These small kindnesses were, however, not enough to make up for the long years in which his isolation was absolute, and he had, moreover, been subjected to the kind of “enhanced interrogation techniques” authorized by the Office of Legal Counsel in memos released by the Obama administration two weeks ago, which, as confirmed in a Senate Armed Services Committee report (PDF) published last week, migrated to Guantánamo and to Bagram in Afghanistan, and were then adopted in Iraq.
In al-Marri’s case, after a year and a half awaiting a trial in a federal court, following his arrest in December 2001, the first 16 months that he spent as an “enemy combatant” took place in a state of almost unprecedented isolation, which, outside of the horrors endured by the “high-value detainees” in CIA custody, was shared only by the other two US “enemy combatants,” Yasser Hamdi and Jose Padilla, and a handful of prisoners in Guantánamo. His isolation was such that, according to a psychiatric assessment conducted on behalf of his lawyers, he began suffering from “severe damage to his mental and emotional well-being, including hypersensitivity to external stimuli, manic behavior, difficulty concentrating and thinking, obsessional thinking, difficulties with impulse control, difficulty sleeping, difficulty keeping track of time, and agitation.”
As his lawyers also explained in court documents filed last May, during this period interrogators told him that “they would send him to Egypt or to Saudi Arabia to be tortured and sodomized and forced to watch as his wife was raped in front of him,” and threatened to make him “disappear so that no one would know where he was.” They also explained,
He was denied any contact with the world outside, including his family, his lawyers, and the Red Cross. All requests to see, speak to, or communicate with Mr. al-Marri were ignored or refused.
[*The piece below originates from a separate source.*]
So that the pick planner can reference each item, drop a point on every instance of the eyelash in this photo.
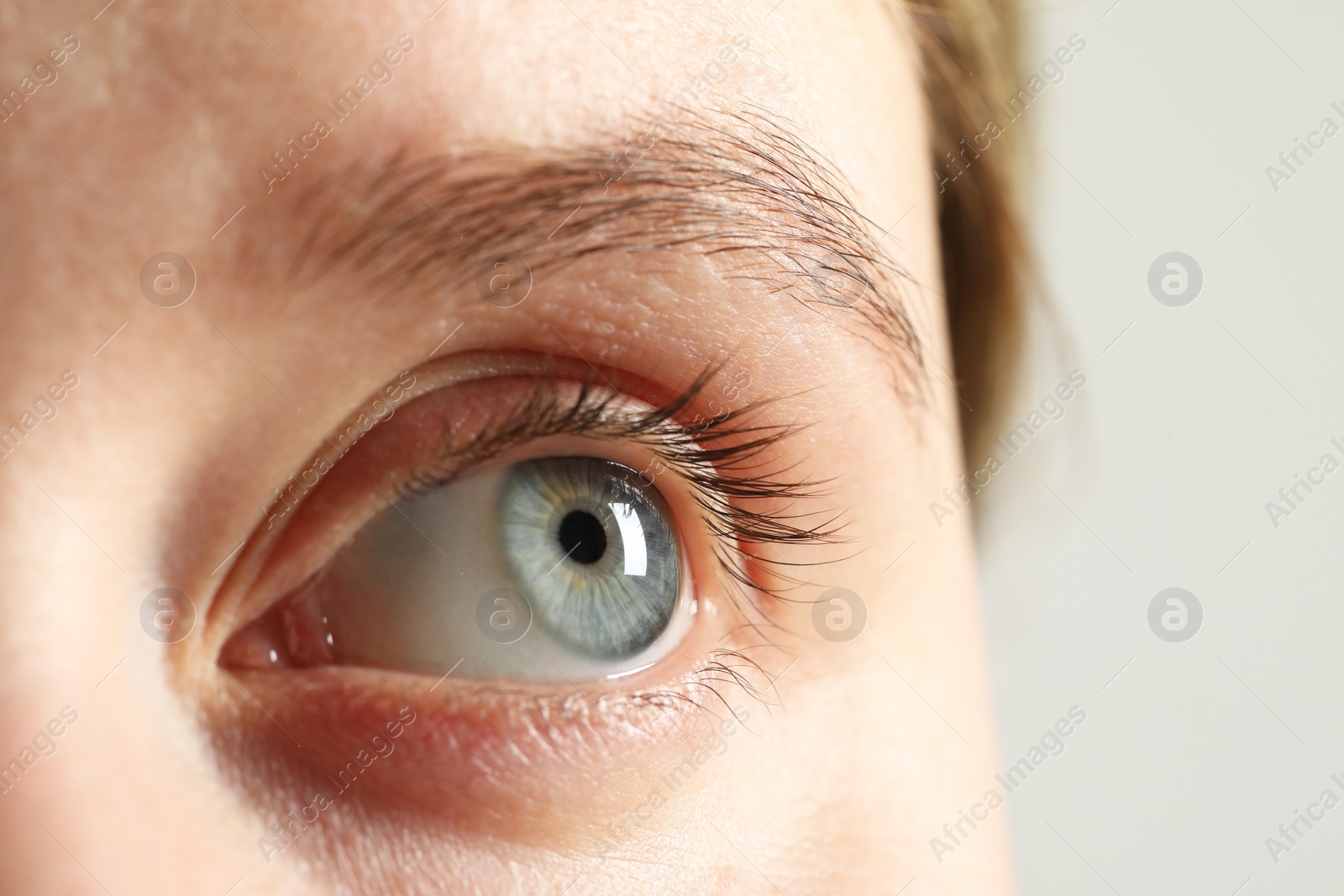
(717, 457)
Mr. al-Marri’s only regular human contact during that period was with government officials during interrogation sessions, or with guards when they delivered trays of food through a slot in his cell door, escorted him to the shower, or took him to a concrete cage for “recreation.” The guards had duct tape over their name badges and did not speak to Mr. al-Marri except to give him orders.
As a result of this treatment, it was understandable that many commentators — myself included — wondered how much truth there was to the government’s allegations against al-Marri, especially as it was claimed that he had connections to Khalid Sheikh Mohammed, the self-confessed architect of the 9/11 attacks, who had been seized in the months before al-Marri was declared an “enemy combatant,” and who, we now know from the OLC’s torture memos, was subjected to waterboarding (an ancient torture technique that involves controlled drowning) 183 times in March 2003.
Nevertheless, on Thursday, in a federal courtroom in Peoria, Ali al-Marri accepted a plea agreement entered before District Judge Michael Mihm, and “admitted to one count of conspiring to provide material support or resources to a foreign terrorist organization,” as the Los Angeles Times described it, adding, “He spoke softly and smiled occasionally as Mihm read aloud a timeline that described Marri’s attendance at terrorist training camps in Pakistan and his research into cyanide compounds and other chemical agents.”
Under the terms of the plea agreement, al-Marri admitted associating with Khalid Sheikh Mohammed and Mustafa al-Hawsawi, the alleged financier of the 9/11 attacks (including collecting $10,000 from al-Hawsawi in the UAE), before arriving in the US on Sept. 10, 2001. The agreement also stated that, while attending several training camps in Pakistan, “he became an expert with military weapons, he learned to conceal his identity online and he used his computer to research chemical agents that could be used in an attack,” and that a search of his house led to the discovery of “an almanac with pages bookmarked showing US bridges, roads and waterways,” although the Wall Street Journal noted that, in his statement, he “didn’t reveal orders to carry out any specific attacks.”
Al-Marri is due to be sentenced on June 30, and, by all accounts, will receive a sentence of up to 15 years as a result of the plea arrangement, which is half of what he could have been expected to receive had he decided not to negotiate. As news of the agreement was announced, Marjorie Cohen, the President of the National Lawyers Guild, told the Los Angeles Times, “It was done for expediency’s sake.” She explained that by reaching a plea agreement “the Obama administration avoids a lengthy trial where invariably evidence of torture would come out, and that would put even more pressure on the administration to have investigations and prosecutions.”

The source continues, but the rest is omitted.